15. I wasn’t robbed at gunpoint or anything but one time someone hacked my debit card, which can be just as scary really if you think about it. Like, the NERVE! Luckily, thanks to my dad’s super secure bank, I was able to be like AS IF credit card frauds and totally get my money back! Crisis averted.
16. For better or for worse, I love crop tops.
17. I never argued or pleaded for better grades in high school… BUT I did enter a plead bargain to graduate and receive my college degree, which is kind of like a huge deal. I was failing Comm Law for like the second time, and so, I had to go in the day before graduation and beg my teacher to bump up the grade on a late paper so I could graduate. In my defense, you had to have like a C or above to get credit for the class!

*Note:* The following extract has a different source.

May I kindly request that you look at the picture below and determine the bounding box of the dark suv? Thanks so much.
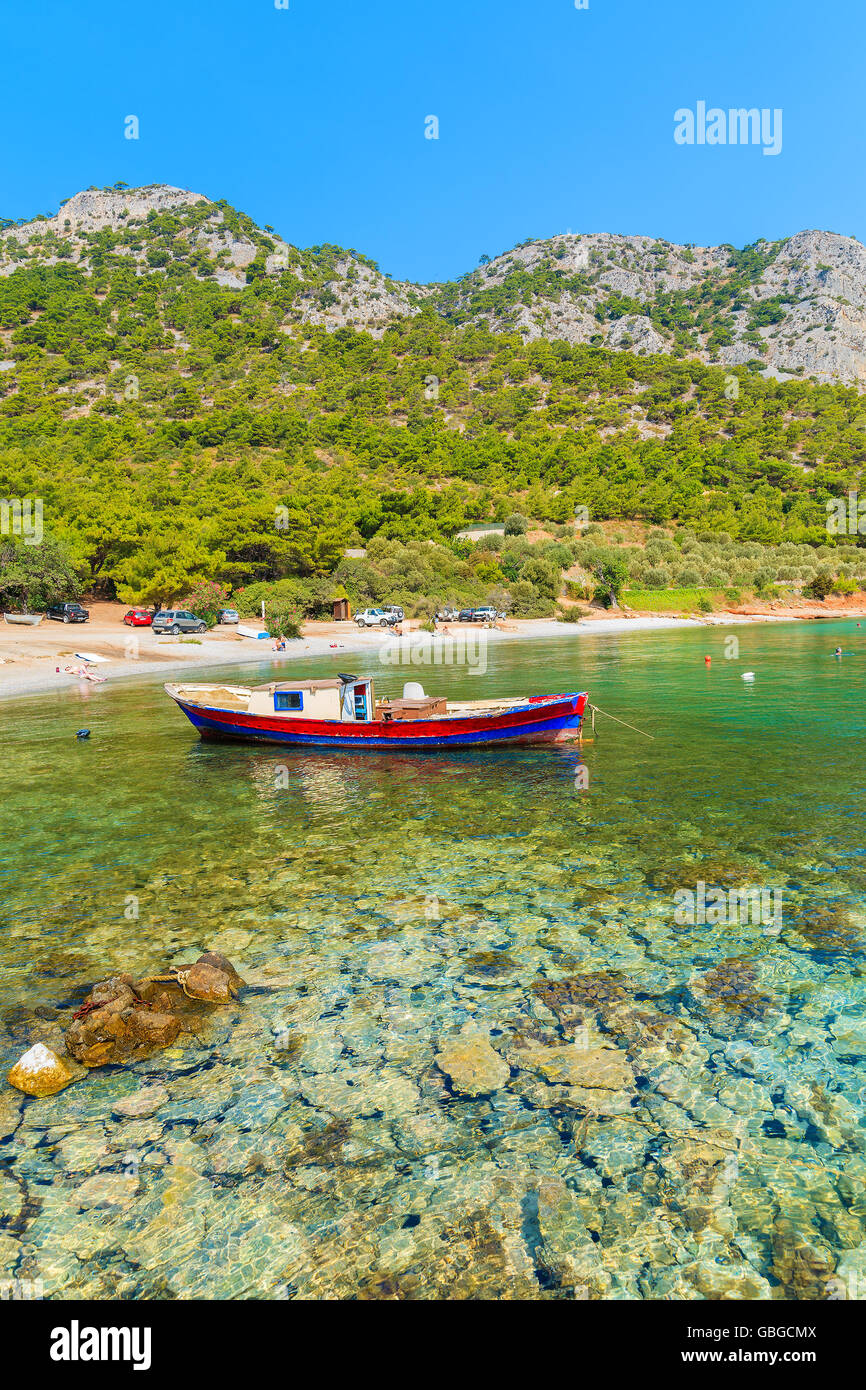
[46,603,90,623]
[150,609,207,637]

And I’d tried super hard but I can’t help it if media laws just aren’t my thing?! You know?! Luckily, she totally took pity on me, and let me pass so I could start at my new job the following Monday.
18. I am like a totalmatchmaker… In fact, one of my very best friends from college is now engaged to the absolute best guy because I pushed her (on purpose, duh) into him at a bar. He offered to buy her a drink and the rest is total, romcom-worthy history!
19. I had a dress copycat incident, too… but at prom. I just really can’t even talk about it, still, years later…
20. Finally, in case you can’t tell by reading through this list of ridiculous and totally silly reasons: I’m still a little bit Clueless. (But aren’t we all!?)